Glance, the OpenStack Image service, not only provides a choice of such images that Nova can use for the first boot of a VM, or to copy to the root disk of a VM, prior to its first boot, but also provides management of an image catalog, so Operators and Administrators can create and maintain a large set of customized VM images.

There are many reasons to customize VM images, from preconfiguring operating system settings required by your organization policies, such as enterprise identity servers, certificate auhtorities, and agents for anti-virus and backup software, to including entire application stacks, like an online web store that you use to run multiple VMs with copies of the same application, possibly in multiple OpenStack clusters.

It is the work of OpenStack Administrator to provide at least one image to Glance before Operators can create VMs.

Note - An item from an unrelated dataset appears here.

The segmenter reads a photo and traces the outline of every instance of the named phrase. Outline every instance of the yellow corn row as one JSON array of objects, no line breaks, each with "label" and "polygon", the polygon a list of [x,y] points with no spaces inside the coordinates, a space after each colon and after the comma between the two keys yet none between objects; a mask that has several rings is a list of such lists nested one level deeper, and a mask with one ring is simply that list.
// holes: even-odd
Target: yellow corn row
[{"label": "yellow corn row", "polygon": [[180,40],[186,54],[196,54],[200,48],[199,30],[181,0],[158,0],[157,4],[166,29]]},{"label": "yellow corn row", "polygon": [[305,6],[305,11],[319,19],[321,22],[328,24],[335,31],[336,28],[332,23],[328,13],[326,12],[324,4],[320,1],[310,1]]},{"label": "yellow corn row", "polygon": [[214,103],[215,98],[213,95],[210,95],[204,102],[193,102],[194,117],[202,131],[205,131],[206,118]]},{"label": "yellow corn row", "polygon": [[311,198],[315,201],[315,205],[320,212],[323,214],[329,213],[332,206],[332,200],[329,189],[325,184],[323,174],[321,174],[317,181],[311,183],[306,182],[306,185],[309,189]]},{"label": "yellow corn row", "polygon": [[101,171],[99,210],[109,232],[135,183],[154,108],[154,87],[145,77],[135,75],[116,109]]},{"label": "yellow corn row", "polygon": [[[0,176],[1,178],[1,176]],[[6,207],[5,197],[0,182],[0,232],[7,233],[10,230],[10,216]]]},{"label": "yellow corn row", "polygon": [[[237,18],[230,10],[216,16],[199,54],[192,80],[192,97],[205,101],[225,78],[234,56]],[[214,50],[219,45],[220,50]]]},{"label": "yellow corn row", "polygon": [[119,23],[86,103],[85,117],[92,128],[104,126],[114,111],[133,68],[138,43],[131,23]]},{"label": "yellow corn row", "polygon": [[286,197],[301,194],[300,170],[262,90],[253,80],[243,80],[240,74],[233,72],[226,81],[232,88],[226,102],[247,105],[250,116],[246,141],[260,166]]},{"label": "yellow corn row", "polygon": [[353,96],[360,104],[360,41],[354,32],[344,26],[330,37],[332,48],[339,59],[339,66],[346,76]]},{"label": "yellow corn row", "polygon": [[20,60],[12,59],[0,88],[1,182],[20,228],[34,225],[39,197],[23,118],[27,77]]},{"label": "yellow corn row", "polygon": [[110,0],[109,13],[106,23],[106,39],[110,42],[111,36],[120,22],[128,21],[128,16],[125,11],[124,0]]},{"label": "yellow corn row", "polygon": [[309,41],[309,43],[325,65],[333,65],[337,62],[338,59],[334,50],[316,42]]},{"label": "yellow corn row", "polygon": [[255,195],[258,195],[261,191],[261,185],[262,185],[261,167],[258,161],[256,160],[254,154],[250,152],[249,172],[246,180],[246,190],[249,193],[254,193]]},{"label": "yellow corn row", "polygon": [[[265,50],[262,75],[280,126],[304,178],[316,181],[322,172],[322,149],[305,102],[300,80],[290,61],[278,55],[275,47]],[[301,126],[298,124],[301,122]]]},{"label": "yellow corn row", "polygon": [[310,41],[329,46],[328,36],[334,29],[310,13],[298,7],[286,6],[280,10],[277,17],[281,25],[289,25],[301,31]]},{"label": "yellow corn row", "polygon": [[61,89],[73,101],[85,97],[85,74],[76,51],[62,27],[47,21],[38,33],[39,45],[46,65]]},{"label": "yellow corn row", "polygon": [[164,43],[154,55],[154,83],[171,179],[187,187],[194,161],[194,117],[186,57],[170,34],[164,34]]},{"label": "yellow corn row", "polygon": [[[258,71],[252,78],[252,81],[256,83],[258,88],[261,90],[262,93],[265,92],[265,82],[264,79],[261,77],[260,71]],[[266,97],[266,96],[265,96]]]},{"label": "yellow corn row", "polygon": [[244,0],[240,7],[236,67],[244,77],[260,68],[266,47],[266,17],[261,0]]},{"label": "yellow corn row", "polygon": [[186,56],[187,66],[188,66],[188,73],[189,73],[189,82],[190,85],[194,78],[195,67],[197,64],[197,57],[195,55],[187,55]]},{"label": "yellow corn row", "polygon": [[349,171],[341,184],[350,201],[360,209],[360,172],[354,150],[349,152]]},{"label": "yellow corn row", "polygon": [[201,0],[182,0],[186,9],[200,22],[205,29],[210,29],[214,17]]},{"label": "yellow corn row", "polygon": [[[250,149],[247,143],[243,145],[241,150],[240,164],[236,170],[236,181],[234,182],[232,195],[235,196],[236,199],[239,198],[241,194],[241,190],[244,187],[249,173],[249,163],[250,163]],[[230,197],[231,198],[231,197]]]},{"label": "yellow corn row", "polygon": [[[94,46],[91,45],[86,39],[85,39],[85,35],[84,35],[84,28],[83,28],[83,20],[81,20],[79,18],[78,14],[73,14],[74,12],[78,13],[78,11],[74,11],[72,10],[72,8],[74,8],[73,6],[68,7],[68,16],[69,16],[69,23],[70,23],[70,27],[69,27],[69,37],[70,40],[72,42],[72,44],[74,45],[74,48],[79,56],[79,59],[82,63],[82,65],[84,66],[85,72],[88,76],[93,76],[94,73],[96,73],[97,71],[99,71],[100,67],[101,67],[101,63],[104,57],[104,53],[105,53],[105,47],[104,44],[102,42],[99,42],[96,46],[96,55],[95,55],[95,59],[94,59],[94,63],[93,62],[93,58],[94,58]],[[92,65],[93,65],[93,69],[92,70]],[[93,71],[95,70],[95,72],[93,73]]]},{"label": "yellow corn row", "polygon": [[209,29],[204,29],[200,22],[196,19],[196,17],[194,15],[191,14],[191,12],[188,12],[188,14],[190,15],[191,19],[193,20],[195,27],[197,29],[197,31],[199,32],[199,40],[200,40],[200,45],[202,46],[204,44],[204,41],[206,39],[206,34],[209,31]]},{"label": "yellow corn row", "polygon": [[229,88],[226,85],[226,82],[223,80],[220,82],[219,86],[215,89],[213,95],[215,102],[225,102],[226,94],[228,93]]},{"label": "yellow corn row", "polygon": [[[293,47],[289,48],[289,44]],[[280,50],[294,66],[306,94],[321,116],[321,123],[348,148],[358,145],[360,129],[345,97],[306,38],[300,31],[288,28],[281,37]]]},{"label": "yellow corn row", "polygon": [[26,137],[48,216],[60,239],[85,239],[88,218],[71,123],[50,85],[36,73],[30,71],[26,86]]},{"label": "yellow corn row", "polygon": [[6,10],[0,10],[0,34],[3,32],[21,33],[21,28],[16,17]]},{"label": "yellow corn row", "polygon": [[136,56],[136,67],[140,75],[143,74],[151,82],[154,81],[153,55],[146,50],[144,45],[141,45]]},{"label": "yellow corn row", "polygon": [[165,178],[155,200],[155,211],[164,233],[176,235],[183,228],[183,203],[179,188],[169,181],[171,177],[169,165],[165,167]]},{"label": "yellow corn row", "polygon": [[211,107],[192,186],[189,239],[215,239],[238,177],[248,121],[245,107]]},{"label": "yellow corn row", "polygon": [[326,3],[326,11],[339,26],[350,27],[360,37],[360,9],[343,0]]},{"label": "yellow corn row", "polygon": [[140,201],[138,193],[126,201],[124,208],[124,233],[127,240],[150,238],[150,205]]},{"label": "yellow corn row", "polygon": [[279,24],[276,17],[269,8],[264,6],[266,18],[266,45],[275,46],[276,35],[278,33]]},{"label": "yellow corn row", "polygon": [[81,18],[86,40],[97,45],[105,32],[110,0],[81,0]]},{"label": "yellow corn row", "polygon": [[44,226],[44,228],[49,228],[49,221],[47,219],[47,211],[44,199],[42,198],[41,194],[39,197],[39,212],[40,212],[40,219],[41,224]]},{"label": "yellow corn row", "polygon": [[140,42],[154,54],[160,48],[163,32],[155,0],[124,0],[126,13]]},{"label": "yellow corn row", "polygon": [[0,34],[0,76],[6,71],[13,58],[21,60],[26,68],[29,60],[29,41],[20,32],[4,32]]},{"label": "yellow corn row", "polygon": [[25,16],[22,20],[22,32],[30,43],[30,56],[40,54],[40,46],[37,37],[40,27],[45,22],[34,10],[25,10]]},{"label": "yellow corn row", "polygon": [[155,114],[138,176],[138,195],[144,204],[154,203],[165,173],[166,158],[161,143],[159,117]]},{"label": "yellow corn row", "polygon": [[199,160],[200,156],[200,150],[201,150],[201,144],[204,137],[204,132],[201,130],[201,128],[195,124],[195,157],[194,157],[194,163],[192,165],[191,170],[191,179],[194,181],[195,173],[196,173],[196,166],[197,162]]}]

Operation and Administration of Fundamental Services

As we saw during the presentation of Nova and Glance, there are resources in each service that an Operator would not create or change, and would only access. An Administrator is required to manage those resources for them. Sometimes it would be possible and perfectly fine to let Operators manage a subset of those resources, but an Administrator would provide a starter set before allowing Operators to access the cluster.

We already saw, as examples Administrator-only resources, Neutron provider networks: you do not want to let Operators connect their applications to everything and anything outside your cluster: there are secuirity policies and boundaries to enforce. Besides, Operators are not supposed to need knowledge of the physical topology and resources of your data center. They are supposed to be concerned with only virtual resources inside an OpenStack cluster.

As a counter example, we already saw Glance images: if all Operators need at least one boot image, why not create a shared pool of standard images, instead of letting each Operator manage their own copies of the same images, which boot the same operating system version? But it is fine allowing Operators to create their own customized images for the application teams they support.